When Biden proposed help with broadband access, eldercare and preschool, 
conversation changed from not only roads and bridges but "figurative 
infrastructure," Sokolowski said.

   "Many people asked, what is infrastructure if it's not made out of steel or 
concrete? Infrastructure, in Latin, means underneath the structure," he said.

   PERSEVERANCE: It's the name of NASA's latest Mars rover. It landed Feb. 18, 
2021. "Perseverance is the most sophisticated rover NASA has ever sent to the 
Red Planet, with a name that embodies NASA's passion, and our nation's 
capability, to take on and overcome challenges," the space agency said.

   The name was thought up by Alexander Mather, a 14-year-old seventh-grader at 
Lake Braddock Secondary School in Burke, Virginia. He participated in an essay 
contest organized by NASA. He was one of 28,000 K-12 students to submit entries.

   NOMAD: The word had its moment with the 2020 release of the film 
"Nomadland." It went on to win three Oscars in April 2021, including best 
picture, director (Chlo Zhao) and actress (Frances McDormand). Zhao became the 
first woman of color to win best director.

   The AP's film writer Jake Coyle called the indie success "a plain-spoken 
meditation on solitude, grief and grit. He wrote that it "struck a chord in a 
pandemic-ravaged year. It made for an unlikely Oscar champ: A film about people 
who gravitate to the margins took center stage."

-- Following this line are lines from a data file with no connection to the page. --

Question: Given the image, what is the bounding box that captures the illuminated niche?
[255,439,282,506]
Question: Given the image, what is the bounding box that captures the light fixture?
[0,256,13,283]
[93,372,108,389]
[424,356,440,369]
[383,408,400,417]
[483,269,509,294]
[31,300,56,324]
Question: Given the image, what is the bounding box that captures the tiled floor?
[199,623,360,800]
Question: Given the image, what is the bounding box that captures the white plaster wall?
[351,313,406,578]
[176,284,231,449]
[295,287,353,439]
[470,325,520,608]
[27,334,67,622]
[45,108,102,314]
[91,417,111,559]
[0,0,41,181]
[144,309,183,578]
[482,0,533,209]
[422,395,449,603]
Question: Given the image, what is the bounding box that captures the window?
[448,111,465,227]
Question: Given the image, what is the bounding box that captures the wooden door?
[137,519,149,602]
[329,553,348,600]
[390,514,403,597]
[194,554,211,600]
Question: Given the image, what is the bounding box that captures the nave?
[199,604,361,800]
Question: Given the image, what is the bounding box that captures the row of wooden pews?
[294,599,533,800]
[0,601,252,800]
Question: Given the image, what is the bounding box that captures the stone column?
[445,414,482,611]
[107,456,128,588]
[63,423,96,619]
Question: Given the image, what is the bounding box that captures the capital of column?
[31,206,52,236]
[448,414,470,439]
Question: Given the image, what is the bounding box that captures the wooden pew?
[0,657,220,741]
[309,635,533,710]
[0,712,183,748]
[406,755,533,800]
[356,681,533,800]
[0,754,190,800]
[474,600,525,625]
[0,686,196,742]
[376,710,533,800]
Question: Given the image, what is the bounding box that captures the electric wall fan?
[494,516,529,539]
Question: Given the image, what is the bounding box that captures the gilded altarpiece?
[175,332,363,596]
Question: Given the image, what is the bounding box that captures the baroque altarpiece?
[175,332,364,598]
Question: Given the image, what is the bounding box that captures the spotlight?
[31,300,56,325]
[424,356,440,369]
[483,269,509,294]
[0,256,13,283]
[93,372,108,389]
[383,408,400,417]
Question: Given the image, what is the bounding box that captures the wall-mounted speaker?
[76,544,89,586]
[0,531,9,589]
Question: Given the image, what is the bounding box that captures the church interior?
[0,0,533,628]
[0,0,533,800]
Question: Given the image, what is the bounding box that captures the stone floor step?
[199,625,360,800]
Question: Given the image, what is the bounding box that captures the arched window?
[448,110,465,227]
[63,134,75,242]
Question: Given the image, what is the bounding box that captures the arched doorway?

   Other words in Merriam-Webster's Top 10: Cicada (we had an invasion), 
guardian (the Cleveland Indians became the Cleveland Guardians), meta (the 
lofty new name of Facebook's parent company), cisgender (a gender identity that 
corresponds to one's sex assigned at birth), woke (charged with politics and 
political correctness) and murraya (a tropical tree and the word that won the 
2021 Scripps National Spelling Bee for 14-year-old Zaila Avant-garde).